Original concept, golfed down using sapply, [<- and %*%:
R, 129 bytes
function(x,y=strsplit(x,"\\."),w=sign(sapply(y,function(x)strtoi("[<-"(rep(0,max(lengths(y))),seq(x),x),10))%*%c(1,-1)))w[!!w][1]
Now you have a list of two equal-length vectors of integers. Calculate the pairwise differences using Reduce and output the first non-zero element using the tricky little w[!!w][1] form at the end.
Outputs -1, NA, 1 for less, equal, greater.
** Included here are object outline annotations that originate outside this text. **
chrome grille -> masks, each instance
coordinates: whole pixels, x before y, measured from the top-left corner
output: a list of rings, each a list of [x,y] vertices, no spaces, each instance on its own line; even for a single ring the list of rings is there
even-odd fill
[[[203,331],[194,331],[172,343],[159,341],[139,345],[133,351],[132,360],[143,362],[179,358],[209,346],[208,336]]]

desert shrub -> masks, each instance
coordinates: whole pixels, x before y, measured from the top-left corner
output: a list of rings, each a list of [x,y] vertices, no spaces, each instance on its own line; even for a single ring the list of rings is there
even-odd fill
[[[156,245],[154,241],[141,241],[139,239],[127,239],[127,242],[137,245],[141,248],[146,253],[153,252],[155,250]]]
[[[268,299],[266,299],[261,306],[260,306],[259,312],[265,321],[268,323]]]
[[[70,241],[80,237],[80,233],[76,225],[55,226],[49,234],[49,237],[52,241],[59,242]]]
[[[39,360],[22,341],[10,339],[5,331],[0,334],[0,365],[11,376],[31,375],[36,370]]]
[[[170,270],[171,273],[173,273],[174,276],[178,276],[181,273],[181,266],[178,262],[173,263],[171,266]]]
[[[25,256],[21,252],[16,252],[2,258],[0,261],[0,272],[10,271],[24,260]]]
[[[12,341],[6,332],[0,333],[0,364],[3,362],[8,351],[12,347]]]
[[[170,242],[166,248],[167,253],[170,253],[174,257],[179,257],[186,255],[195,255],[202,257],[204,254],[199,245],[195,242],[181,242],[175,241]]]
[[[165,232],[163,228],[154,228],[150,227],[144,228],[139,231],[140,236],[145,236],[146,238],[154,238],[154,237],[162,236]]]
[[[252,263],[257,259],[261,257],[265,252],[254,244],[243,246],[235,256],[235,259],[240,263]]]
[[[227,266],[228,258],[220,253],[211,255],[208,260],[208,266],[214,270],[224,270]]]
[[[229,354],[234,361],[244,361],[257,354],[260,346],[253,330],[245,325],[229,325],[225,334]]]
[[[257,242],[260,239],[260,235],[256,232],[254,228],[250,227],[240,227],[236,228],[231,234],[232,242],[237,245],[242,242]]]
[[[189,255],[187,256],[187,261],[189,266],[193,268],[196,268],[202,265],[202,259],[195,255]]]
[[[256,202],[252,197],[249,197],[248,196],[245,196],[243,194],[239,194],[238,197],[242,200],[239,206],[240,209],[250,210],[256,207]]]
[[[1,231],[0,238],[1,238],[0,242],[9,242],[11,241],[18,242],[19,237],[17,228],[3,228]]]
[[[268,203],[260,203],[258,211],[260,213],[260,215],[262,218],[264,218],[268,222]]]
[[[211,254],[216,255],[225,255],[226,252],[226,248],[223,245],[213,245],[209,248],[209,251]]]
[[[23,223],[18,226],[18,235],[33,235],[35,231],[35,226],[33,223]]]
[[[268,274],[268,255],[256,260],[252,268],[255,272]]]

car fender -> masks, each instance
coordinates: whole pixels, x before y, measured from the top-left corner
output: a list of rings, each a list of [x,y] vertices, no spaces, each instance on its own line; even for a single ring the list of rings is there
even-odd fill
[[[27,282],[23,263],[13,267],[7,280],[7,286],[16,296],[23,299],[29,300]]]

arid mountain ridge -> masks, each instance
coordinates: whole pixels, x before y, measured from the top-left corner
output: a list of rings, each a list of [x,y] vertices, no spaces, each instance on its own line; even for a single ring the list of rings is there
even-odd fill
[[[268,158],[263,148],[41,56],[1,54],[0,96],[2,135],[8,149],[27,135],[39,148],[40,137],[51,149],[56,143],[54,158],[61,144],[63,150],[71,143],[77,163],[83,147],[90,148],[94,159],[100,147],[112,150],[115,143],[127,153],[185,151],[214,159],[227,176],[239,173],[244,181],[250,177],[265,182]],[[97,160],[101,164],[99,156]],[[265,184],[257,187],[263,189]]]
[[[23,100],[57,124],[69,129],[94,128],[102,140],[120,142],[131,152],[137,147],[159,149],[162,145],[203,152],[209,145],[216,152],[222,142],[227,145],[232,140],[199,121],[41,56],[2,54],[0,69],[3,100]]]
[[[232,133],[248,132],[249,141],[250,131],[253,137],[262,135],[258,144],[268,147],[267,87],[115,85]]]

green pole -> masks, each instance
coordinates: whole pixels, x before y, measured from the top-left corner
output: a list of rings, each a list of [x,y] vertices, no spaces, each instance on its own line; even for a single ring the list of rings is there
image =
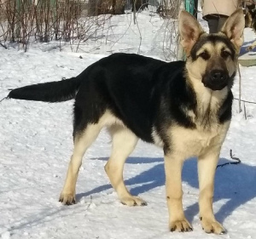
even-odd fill
[[[198,0],[185,0],[185,9],[197,18]]]

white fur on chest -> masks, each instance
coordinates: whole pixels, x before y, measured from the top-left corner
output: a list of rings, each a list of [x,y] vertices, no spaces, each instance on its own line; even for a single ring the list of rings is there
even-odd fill
[[[171,149],[183,157],[198,156],[211,147],[220,147],[225,138],[230,122],[216,125],[211,129],[189,129],[180,126],[170,128]]]

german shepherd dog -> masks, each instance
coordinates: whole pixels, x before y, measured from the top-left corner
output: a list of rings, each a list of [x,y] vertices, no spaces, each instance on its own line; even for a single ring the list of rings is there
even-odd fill
[[[189,231],[182,203],[182,168],[198,156],[200,217],[203,230],[224,233],[212,212],[213,181],[220,149],[231,119],[231,87],[243,43],[241,9],[221,32],[207,34],[186,11],[179,14],[187,60],[166,63],[137,54],[113,54],[76,77],[26,86],[9,98],[46,102],[75,99],[74,149],[60,202],[75,203],[82,157],[103,127],[112,136],[105,171],[119,199],[128,206],[146,202],[124,184],[125,159],[138,139],[163,149],[171,231]]]

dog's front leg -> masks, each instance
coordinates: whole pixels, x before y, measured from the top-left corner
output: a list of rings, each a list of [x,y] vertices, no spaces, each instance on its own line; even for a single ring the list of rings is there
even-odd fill
[[[177,155],[165,155],[166,189],[171,231],[192,230],[183,208],[182,168],[183,159]]]
[[[199,208],[203,230],[207,233],[223,234],[224,227],[215,219],[212,209],[214,175],[218,162],[220,147],[210,150],[198,157]]]

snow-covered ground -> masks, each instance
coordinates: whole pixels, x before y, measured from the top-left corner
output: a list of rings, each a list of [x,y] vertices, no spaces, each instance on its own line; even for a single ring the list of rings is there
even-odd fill
[[[141,53],[165,59],[160,33],[163,32],[165,26],[161,26],[165,23],[147,12],[139,17],[141,24],[147,26],[142,28],[145,37],[143,35]],[[116,18],[117,31],[118,24],[125,25],[127,16]],[[201,23],[206,27],[206,23],[202,20]],[[247,29],[245,46],[255,37]],[[111,52],[137,52],[138,42],[125,43],[125,37],[111,48]],[[108,54],[108,49],[102,43],[97,48],[97,54],[88,53],[90,51],[88,48],[76,54],[71,53],[67,47],[62,52],[49,50],[47,45],[31,47],[27,53],[16,48],[0,48],[0,99],[8,94],[9,88],[74,77]],[[241,73],[242,99],[256,102],[256,66],[241,67]],[[238,78],[233,92],[237,98]],[[110,151],[110,139],[106,132],[101,134],[84,156],[77,184],[78,203],[62,206],[58,196],[73,151],[73,102],[3,100],[0,103],[0,237],[256,238],[256,105],[245,103],[245,108],[247,119],[244,112],[238,112],[238,102],[234,100],[233,120],[220,163],[230,160],[230,149],[241,163],[217,170],[213,208],[228,233],[215,236],[207,235],[200,225],[195,159],[185,162],[183,175],[183,207],[193,225],[193,232],[168,231],[163,153],[154,145],[140,141],[125,168],[126,185],[133,194],[145,199],[148,206],[129,208],[120,204],[103,169]]]

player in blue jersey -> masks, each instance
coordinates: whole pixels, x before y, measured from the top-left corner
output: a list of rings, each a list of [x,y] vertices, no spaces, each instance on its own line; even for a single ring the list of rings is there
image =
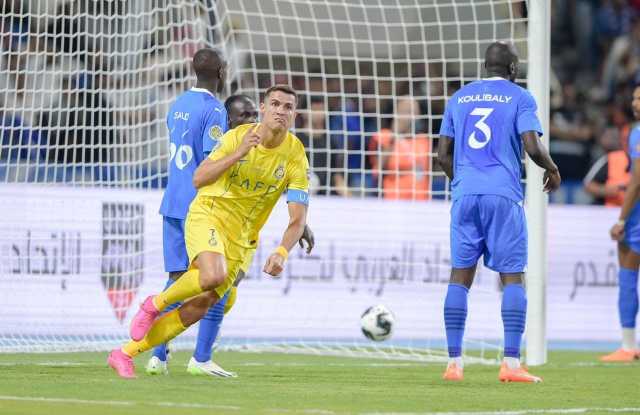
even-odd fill
[[[631,109],[640,120],[640,86],[633,91]],[[618,222],[611,228],[611,238],[618,241],[618,314],[622,326],[622,347],[602,356],[604,362],[632,362],[640,359],[636,346],[638,315],[638,269],[640,268],[640,126],[629,135],[631,180],[624,195]]]
[[[500,273],[504,293],[504,382],[540,382],[520,366],[527,300],[527,226],[522,207],[522,148],[545,169],[544,190],[560,185],[560,174],[540,142],[542,128],[531,94],[514,83],[518,56],[496,42],[485,52],[488,78],[457,91],[445,110],[438,160],[451,180],[451,277],[444,301],[449,363],[443,378],[463,379],[462,338],[467,294],[480,256]],[[530,183],[529,186],[534,186]]]
[[[196,86],[180,95],[167,114],[170,140],[169,181],[162,198],[163,253],[165,271],[169,279],[165,289],[189,268],[184,242],[184,219],[196,195],[193,173],[219,144],[227,131],[227,112],[215,94],[222,92],[225,83],[226,62],[221,53],[201,49],[193,56],[192,67],[197,77]],[[198,329],[198,342],[189,361],[190,372],[233,376],[210,359],[211,344],[227,296],[212,307]],[[174,304],[170,308],[176,308]],[[208,348],[207,348],[208,346]],[[167,373],[166,345],[158,346],[147,364],[147,373]]]

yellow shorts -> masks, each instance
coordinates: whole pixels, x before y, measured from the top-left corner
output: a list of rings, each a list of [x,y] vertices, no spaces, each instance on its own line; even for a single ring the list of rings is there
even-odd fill
[[[255,248],[249,248],[245,251],[244,260],[242,261],[242,265],[240,269],[244,271],[245,274],[249,273],[249,268],[251,268],[251,263],[253,262],[253,256],[256,253]]]
[[[196,196],[191,202],[184,226],[184,238],[190,269],[195,268],[193,261],[202,252],[216,252],[225,257],[227,277],[215,288],[218,297],[222,298],[233,286],[238,271],[247,259],[248,249],[229,241],[224,226],[215,215],[214,199],[212,196]]]

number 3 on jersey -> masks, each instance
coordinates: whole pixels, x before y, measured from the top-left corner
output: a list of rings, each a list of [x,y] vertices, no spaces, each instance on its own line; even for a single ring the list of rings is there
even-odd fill
[[[489,115],[493,112],[493,108],[474,108],[469,115],[479,115],[481,118],[475,123],[475,127],[482,132],[485,137],[484,141],[478,141],[476,139],[475,130],[469,135],[469,147],[479,150],[482,147],[489,144],[491,140],[491,128],[484,122]]]

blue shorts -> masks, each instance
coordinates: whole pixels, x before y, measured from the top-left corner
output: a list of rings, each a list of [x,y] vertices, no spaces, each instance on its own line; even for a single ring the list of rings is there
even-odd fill
[[[480,256],[501,273],[527,267],[527,222],[524,208],[497,195],[466,195],[451,206],[451,265],[474,266]]]
[[[624,244],[640,254],[640,203],[636,203],[624,225]]]
[[[162,217],[162,252],[164,270],[179,272],[189,269],[189,257],[184,243],[184,220]]]

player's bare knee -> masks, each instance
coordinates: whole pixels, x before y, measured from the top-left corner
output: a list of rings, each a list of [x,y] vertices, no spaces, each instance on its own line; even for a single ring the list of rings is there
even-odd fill
[[[226,272],[224,269],[208,269],[206,271],[200,271],[200,283],[202,289],[205,291],[213,290],[224,283],[226,278]]]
JavaScript (Node.js), 105 88 80 bytes
-17 bytes from @redundancy. Wow!
-8 bytes removing Math.sign. Thanks @tsh
Returns a negative, zero or positive value
f=(a,b,r=/(\d*).?(.*)/)=>a+b&&+((a=r.exec(a))[1]-(b=r.exec(b))[1]||f(a[2],b[2]))
Swift 4, 155 bytes
Header (not counted: the code is non-recursive):
let f:(String,String)->Bool? =
Code
{let x:(String)->[Int]={$0.split{$0=="."}.map{Int($0)!}.reversed().drop{$0==0}.reversed()},a=x($0),b=x($1)
return a==b ?nil:a.lexicographicallyPrecedes(b)}
Explanations
- We trim trailing .0.
- We compare components numerically.
Returned constants
- nil for =
- true for <
- false for >
Clean, 116 111 bytes
import StdEnv,Text
?s=map toInt(split"."s)
$a b= @(?a)(?b)
@[h:t][u:v]|h==u= @t v=h-u
@l[]=sum l
@[]l= ~(sum l)
Outputs a negative number when the first argument is less than the second one, zero when they're equivalent, and a positive number when it is more than the second one.
Ruby, 75 bytes
->a,b{c=d=0;c,d=[a,b].map{|f|f.slice!(/\d*./).to_i}while''<a+b&&c==d;c<=>d}
Retina 0.8.2, 54 bytes
\d+
$*
+`^(.)(.*=)\1
$2
(.*=|^=.*)1.*
<
.*1.*=.*
>
\.
Try it online! Link includes test cases. Uses the separator value as the equality output, so for convenience the header converts the input separator to = but it could be anything not in [.\d]. Explanation:
\d+
$*
Convert to unary.
+`^(.)(.*=)\1
$2
Repeatedly delete the first character from each side until they differ or one side runs out. This is much faster than trying to match prefixes, although possibly not golfier. At this point, the strings are in one of several forms, which need to be decoded to a comparison result.
- If neither string contains a
1then the result is= - If the left string starts with a
1then the result is> - If the right string starts with a
1then the result is< - If the left string is empty then the result is
< - At this point the right string is empty so the result is
>
Another way of thinking about this is that if one string contains a 1 and the other does not start with a 1 then that string is greater, however that turns out to be a byte longer.
(.*=|^=.*)1.*
<
Check for case 3, or case 4 without case 1.
.*1.*=.*
>
If the left string still contains a 1 at this point then it is greater.
\.
Otherwise delete any left over .s.
Firefox Browser Console REPL, 19 bytes
Services.vc.compare
I believe this internal function performs the required comparison. It returns -1, 0, or 1.
Python 2, 84 79 76 bytes
lambda*l:cmp(*map(lambda v:map(int,v.split('.')+[0]*len(`l`))[:len(`l`)],l))
Outputs -1,0,1 for <,=,>
Python 2, 87 bytes
lambda*p:cmp(*zip(*map(lambda x,y:(x or 0,y or 0),*[map(int,u.split('.'))for u in p])))
Outputs -1,0,1 for <,=,>, respectively.